Roger Ailes, the half-sentient fat-pyramid whose fetish for garter belts, locked office doors, and exposing “red, raw hamburger meat” to horrified employees lead to a rewarding $40 million golden parachute as head of FOX News, is dead of shame after learning Steve Doocy got to feel up Megyn Kelly without his permission.
Born in the cretaceous era, Roger Ailes grew up in the small factory town of Warren, Ohio, where the ambitious youth hoped to one day follow in the footsteps of his abusive father.
As a boy he was often hospitalized for what doctors first thought was hemophilia. They later determined the real cause was that his blood was just too creeped out to stay inside him.
Ailes is credited with the “Orchestra Pit Theory” of sensationalist television which he summed up as quote, “You have two guys on a stage and one guy says, ‘I have a solution to the Middle East problem,’ and the other guy falls in the orchestra pit. Who do you think is going to be on the evening news? And who do you think will get to extort blowjobs and rape underage models?”
Ailes’ resignation at FOX came within days of Debbie Wasserman Schultz stepping down as DNC chairwoman, which begs the question: “Have you ever seen these two together?”
Early this month, former Fox & Friends star, Gretchen Carlson, filed a harassment suit against Ailes charging him with fostering an atmosphere that made Carlson a “blond female prop.” The charge was particularly damning until somebody found the phrase “blond female prop” in the “goals” section of her LinkedIn page.
In response, Ailes called Carlson’s suit, “retaliatory for the network’s decision not to renew her contract after she refused to fuck me and anyone I told her to fuck.”

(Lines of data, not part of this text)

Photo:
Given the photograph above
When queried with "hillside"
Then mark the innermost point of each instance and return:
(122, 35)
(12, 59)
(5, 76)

Ailes wasn’t just a powerhouse media consultant and television executive. He also had a sensitive side and liked to experiment with poetry. One favorite was this gem he’d regularly recite to the delight of new interns:
“You know if you want to play with the big boys,
You have to lay with the big boys.” (mic drop)
Dedicated to his beloved business until he very end, Ailes’ last words of wisdom were reserved for his nurse:
“If you want to make it in the TV business, you’re going to have to fuck me. And you’re going to have to fuck anyone I tell you to fuck. Now fetch my diaper.”
Burial arrangements haven’t been made yet because Ailes had to fire his undertaker for refusing to fuck his dead body.